L'opposition a saisi la balle au bond. Elle a dénoncé  une "Dementia Tax" (taxe sur la démence), comme l'écrit The Guardian, et affirmé que des personnes âgées atteintes d'Alzheimer devraient vendre leur maison pour financer leurs soins plutôt que de la léguer à leurs héritiers. Dévissant dans les sondages, Theresa May a dû rétropédaler. Elle a dit vouloir s'assurer que "personne n'ait besoin de vendre sa maison de famille pour financer sa sécurité sociale" : "Nous allons nous assurer qu'une limite absolue soit imposée sur ce que devront payer les citoyens."

Parce que Theresa May a été déstabilisée sur le Brexit

Le Brexit était la raison d'être de ces législatives anticipées.
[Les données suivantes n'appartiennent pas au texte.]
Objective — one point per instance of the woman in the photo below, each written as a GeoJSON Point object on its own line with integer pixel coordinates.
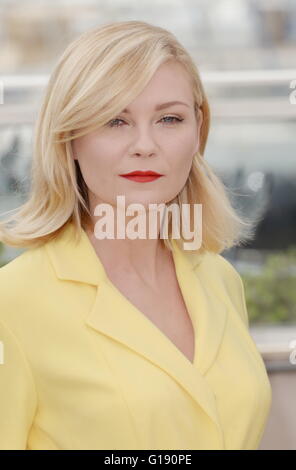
{"type": "Point", "coordinates": [124, 342]}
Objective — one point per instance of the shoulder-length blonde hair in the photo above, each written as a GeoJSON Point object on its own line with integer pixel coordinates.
{"type": "Point", "coordinates": [96, 77]}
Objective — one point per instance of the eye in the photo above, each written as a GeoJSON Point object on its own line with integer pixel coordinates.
{"type": "Point", "coordinates": [176, 120]}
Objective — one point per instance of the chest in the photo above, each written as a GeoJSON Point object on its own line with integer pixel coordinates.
{"type": "Point", "coordinates": [165, 308]}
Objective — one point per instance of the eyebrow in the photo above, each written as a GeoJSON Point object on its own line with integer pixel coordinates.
{"type": "Point", "coordinates": [162, 105]}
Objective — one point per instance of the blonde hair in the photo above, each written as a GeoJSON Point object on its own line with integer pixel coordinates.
{"type": "Point", "coordinates": [96, 77]}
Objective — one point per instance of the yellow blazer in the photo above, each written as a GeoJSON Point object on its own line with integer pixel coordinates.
{"type": "Point", "coordinates": [83, 368]}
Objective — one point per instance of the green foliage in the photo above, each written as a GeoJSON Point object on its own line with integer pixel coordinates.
{"type": "Point", "coordinates": [271, 296]}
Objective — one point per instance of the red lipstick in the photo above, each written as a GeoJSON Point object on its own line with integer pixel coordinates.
{"type": "Point", "coordinates": [142, 176]}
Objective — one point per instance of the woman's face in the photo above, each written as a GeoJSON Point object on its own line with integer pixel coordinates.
{"type": "Point", "coordinates": [144, 138]}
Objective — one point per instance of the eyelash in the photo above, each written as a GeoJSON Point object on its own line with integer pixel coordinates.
{"type": "Point", "coordinates": [118, 119]}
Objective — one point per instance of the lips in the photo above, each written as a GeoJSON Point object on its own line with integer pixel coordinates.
{"type": "Point", "coordinates": [142, 176]}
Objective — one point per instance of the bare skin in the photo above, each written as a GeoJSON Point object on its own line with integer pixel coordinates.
{"type": "Point", "coordinates": [145, 138]}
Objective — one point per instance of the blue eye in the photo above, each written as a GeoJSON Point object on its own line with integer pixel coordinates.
{"type": "Point", "coordinates": [110, 124]}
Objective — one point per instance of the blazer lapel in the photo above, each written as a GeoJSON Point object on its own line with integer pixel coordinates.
{"type": "Point", "coordinates": [113, 315]}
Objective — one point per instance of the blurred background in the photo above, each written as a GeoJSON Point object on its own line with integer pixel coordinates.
{"type": "Point", "coordinates": [246, 54]}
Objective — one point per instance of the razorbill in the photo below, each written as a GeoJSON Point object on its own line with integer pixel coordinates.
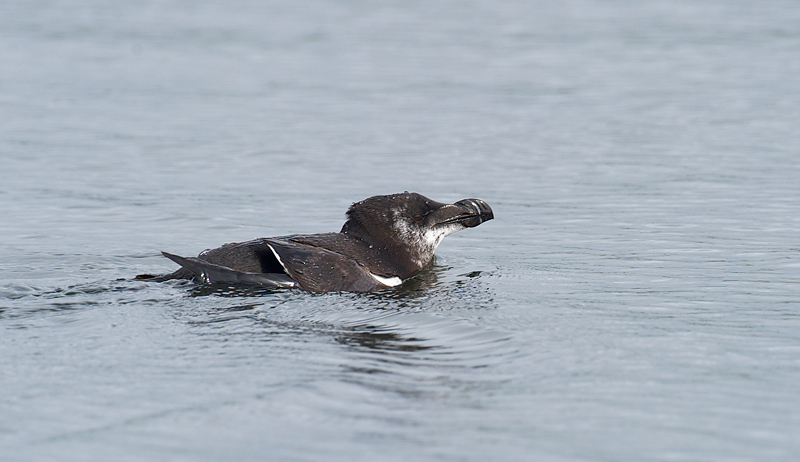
{"type": "Point", "coordinates": [385, 240]}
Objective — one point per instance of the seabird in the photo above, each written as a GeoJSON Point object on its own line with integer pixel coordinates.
{"type": "Point", "coordinates": [385, 240]}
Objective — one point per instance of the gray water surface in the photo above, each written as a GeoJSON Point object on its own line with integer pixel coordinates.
{"type": "Point", "coordinates": [636, 297]}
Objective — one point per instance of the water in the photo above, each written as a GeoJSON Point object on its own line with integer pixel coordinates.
{"type": "Point", "coordinates": [636, 297]}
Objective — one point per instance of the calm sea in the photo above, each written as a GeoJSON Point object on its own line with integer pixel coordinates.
{"type": "Point", "coordinates": [637, 297]}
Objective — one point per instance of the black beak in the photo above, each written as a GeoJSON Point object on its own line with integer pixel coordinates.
{"type": "Point", "coordinates": [477, 211]}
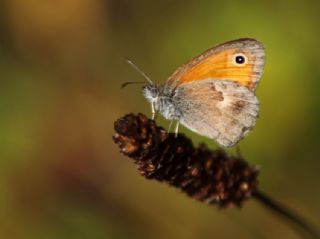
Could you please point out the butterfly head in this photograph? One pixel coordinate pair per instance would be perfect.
(151, 92)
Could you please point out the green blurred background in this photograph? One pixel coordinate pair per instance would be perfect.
(61, 176)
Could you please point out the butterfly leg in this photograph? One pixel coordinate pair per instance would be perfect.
(177, 129)
(170, 126)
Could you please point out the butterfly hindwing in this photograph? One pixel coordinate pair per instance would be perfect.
(223, 110)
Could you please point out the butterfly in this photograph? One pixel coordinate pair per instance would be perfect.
(214, 93)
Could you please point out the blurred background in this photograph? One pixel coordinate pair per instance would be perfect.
(61, 68)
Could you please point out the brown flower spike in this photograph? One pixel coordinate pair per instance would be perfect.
(213, 177)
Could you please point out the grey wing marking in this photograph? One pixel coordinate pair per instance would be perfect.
(219, 109)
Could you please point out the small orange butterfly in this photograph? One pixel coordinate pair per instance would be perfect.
(213, 94)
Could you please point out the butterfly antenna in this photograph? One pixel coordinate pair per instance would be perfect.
(132, 83)
(138, 70)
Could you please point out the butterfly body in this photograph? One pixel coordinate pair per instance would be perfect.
(214, 93)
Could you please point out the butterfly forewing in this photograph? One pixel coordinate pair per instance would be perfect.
(220, 63)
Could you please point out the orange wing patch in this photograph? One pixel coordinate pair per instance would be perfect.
(220, 63)
(221, 67)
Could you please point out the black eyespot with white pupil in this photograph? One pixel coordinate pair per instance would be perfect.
(240, 59)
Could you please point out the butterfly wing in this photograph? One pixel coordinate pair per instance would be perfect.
(221, 63)
(223, 110)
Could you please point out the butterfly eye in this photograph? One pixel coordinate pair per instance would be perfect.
(239, 59)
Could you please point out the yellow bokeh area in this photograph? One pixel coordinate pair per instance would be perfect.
(61, 68)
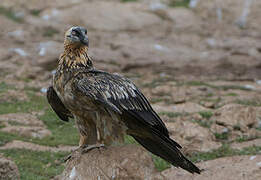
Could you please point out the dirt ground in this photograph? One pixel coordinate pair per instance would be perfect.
(199, 66)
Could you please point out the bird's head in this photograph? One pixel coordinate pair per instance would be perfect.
(76, 37)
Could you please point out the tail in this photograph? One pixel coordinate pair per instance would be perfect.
(166, 148)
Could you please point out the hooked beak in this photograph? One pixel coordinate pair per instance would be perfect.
(84, 40)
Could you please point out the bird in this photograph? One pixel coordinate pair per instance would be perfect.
(107, 106)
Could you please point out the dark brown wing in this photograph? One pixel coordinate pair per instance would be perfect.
(57, 105)
(120, 95)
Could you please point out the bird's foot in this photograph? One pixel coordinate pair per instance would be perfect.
(87, 148)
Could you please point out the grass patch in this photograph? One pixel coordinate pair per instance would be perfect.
(10, 14)
(50, 32)
(62, 132)
(35, 12)
(222, 136)
(4, 87)
(34, 165)
(203, 123)
(129, 1)
(179, 3)
(254, 102)
(224, 151)
(206, 114)
(231, 94)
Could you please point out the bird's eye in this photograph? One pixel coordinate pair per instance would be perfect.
(74, 33)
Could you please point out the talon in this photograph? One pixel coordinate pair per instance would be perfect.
(67, 158)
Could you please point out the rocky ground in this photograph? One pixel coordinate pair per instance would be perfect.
(199, 66)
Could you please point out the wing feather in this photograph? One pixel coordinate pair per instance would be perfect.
(62, 112)
(120, 95)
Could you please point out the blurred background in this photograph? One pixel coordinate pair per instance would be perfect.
(197, 61)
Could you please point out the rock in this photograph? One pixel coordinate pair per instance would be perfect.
(192, 137)
(8, 169)
(229, 168)
(187, 107)
(184, 19)
(124, 162)
(235, 115)
(239, 146)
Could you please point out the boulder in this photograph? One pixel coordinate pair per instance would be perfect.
(229, 168)
(121, 162)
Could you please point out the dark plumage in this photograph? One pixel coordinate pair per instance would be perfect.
(106, 106)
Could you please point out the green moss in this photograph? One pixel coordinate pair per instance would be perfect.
(222, 136)
(254, 102)
(231, 94)
(62, 132)
(172, 114)
(206, 114)
(35, 12)
(10, 14)
(179, 3)
(34, 165)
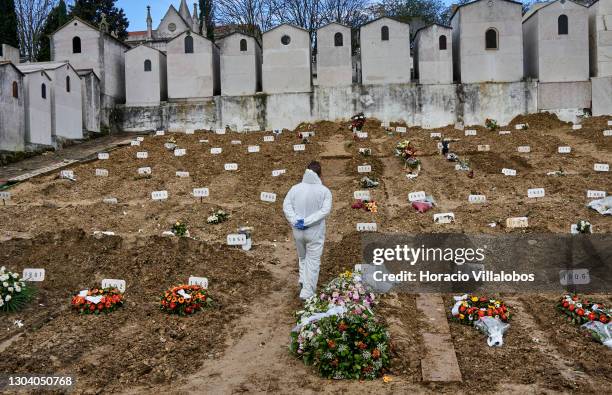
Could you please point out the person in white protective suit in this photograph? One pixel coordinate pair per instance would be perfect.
(306, 206)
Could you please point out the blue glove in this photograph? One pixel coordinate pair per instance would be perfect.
(299, 225)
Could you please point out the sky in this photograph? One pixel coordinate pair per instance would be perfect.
(136, 11)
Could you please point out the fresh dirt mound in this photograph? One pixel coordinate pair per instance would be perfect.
(543, 120)
(135, 344)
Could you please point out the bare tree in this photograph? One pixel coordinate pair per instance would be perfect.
(255, 16)
(347, 12)
(31, 17)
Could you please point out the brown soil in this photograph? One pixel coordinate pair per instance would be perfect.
(240, 345)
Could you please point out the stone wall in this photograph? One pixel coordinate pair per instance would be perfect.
(429, 106)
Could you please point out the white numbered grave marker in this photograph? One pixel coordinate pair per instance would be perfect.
(159, 195)
(362, 195)
(477, 199)
(144, 171)
(367, 227)
(535, 193)
(268, 197)
(101, 173)
(444, 218)
(200, 192)
(517, 222)
(69, 174)
(596, 194)
(236, 239)
(34, 275)
(200, 281)
(416, 196)
(114, 283)
(5, 196)
(564, 150)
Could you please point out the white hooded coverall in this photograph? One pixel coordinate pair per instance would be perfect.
(311, 201)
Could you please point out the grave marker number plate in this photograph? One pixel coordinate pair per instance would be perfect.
(477, 199)
(367, 227)
(201, 281)
(535, 193)
(268, 197)
(564, 150)
(35, 275)
(236, 239)
(200, 192)
(101, 173)
(114, 283)
(159, 195)
(362, 195)
(416, 196)
(596, 194)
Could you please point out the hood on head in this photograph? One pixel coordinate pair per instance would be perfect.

Mais sur ce dossier crucial, la Première ministre britannique est apparue moins sûre d'elle que son adversaire travailliste Jeremy Corbyn, lors d'une émission télévisée sur Sky News lundi 29 mai, où les deux dirigeants politiques ont été interrogés successivement. "D’après la majorité des observateurs et commentateurs britanniques, Corbyn s’en est mieux sorti, gardant une posture décontractée, mais solide", estime Libération.

Interrogée sur ses revirements, Theresa May, ancienne partisane du maintien du Royaume-Uni dans l'UE, a paru mal à l'aise. Elle a été "déstabilisée en direct par le journaliste [britannique] le plus féroce, Jeremy Paxman", a estimé sur Twitter Alex Taylor, journaliste spécialiste de l'Europe. 

Elle a donc dû expliquer pourquoi elle avait fait campagne pour le maintien dans l'Union européenne, avant de défendre l'option inverse. "On a donné le choix au peuple. Le peuple britannique a décidé qu'il fallait que le Royaume-Uni quitte l'Union européenne", a-t-elle rappelé, avant de conclure : "Je fais ce que je crois que le peuple veut que je fasse. (...) Il me semble qu'il est possible de réussir le Brexit."

Parce que le Labour a mis les inégalités au cœur de la campagne

A gauche toute. Nationalisations, hausses d'impôts et investissements publics, le parti travailliste de Jeremy Corbyn a rompu résolument avec la "troisième voie" chère à Tony Blair. Et il a mis au cœur de sa campagne les inégalités dans l'un des pays les plus riches au monde. "Le leader du Labour a réussi à tirer vers la gauche l’ensemble du débat politique britannique, analyse Le Monde (article payant). Il a exhumé des débats de fond enfouis, comme l’austérité budgétaire, objet jusque-là d’un consensus."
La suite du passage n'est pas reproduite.